Department School of Medicine(Tokyo Women's Medical University Hospital), School of Medicine Position Assistant Professor
|Title||Safety and efficacy of low dose prasugrel as part of triple antithrombotic therapy with aspirin and oral anticoagulation in patients with atrial fibrillation undergoing PCI|
|Conference||Euro PCR 2018|
|Promoters||European Society of Cardiology|
|Conference Type||International society and overseas society|
|Presentation Type||Poster notice|
|Publisher and common publisher||◎OOTSUKI Hisao, KONAMI Yutaka, TANAKA Kazuki, NAKAO Masashi, JUJO Kentaro, ARASHI Hiroyuki, YAMAGUCHI Junichi, HAGIWARA Nobuhisa|
(city and name of the country)
The use of standard dose prasugrel (10mg/day) as part of triple antithrombotic therapy with aspirin and oral anticoagulation (OAC) is not recommended in current guidelines because it increase the risk of bleeding compared with clopidogrel. However, whether low dose prasugrel also increase the risk of bleeding is unclear. The aim of this study was to evaluate the safety and efficacy of Japanese domestic dose of prasugrel (3.75mg/day) combined with aspirin and OAC in atrial fibrillation (AF) patients undergoing percutaneous coronary intervention (PCI).
METHODS AND RESULTS
Consecutive 816 AF patients undergoing PCI from January 2011 to June 2016 were registered at 8 hospitals in Japan. We examined clinical outcomes of patients who took aspirin and OAC with either prasugrel (n=57) or clopidogrel (n=451) after PCI. The incidence of bleeding (TIMI criteria major and minor bleeding) and major adverse cerebro-cardiovascular events (MACCE, all cause death, non-fatal myocardial infarction, non-fatal stroke and unplanned revascularization) within one-year after PCI were evaluated. The mean age of whole population was 73.3±8.4 years old, 81% of them were male, 42% were diabetes, and 45% were CKD ? stage3. In terms of OAC, 77% of whole population were prescribed vitamin K antagonist and the others were non-vitamin-K oral anticoagulant (NOAC). The mean duration of triple antithrombotic therapy was 287±157 days. The mean CHADS2 score, CHA2DS2-VASc score and modified HAS-BLED score (omitting labile INR) were 2.4±1.2, 4.5±1.5 and 2.3±0.8, respectively. These baseline characteristics were not significantly different between prasgurel group and clopidogrel group. The cumulative incidence of MACCE was not significantly different (prasugrel group 11.5% vs. clopidogrel group 12.3%, Log-rank p=0.87).
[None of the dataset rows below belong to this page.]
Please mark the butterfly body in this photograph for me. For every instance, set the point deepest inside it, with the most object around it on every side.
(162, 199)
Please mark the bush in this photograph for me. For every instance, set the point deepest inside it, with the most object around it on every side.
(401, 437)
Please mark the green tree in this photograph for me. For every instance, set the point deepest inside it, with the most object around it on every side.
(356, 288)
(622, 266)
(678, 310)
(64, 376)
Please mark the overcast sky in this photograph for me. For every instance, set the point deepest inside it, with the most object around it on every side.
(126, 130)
Moreover, the cumulative incidence of bleeding was not significantly different either (prasugrel group 5.6% vs. clopidogrel group 8.1%, Log-rank p=0.56).
Low dose prasugrel as part of thriple antithrombotic therpy with aspirin and OAC did not increase the risk of bleeding compared with clopidogrel. It might be an alternative to clopidogrel for the patients with AF undergoing PCI. Further studies are warranted to determine the potential benefit of prasugrel.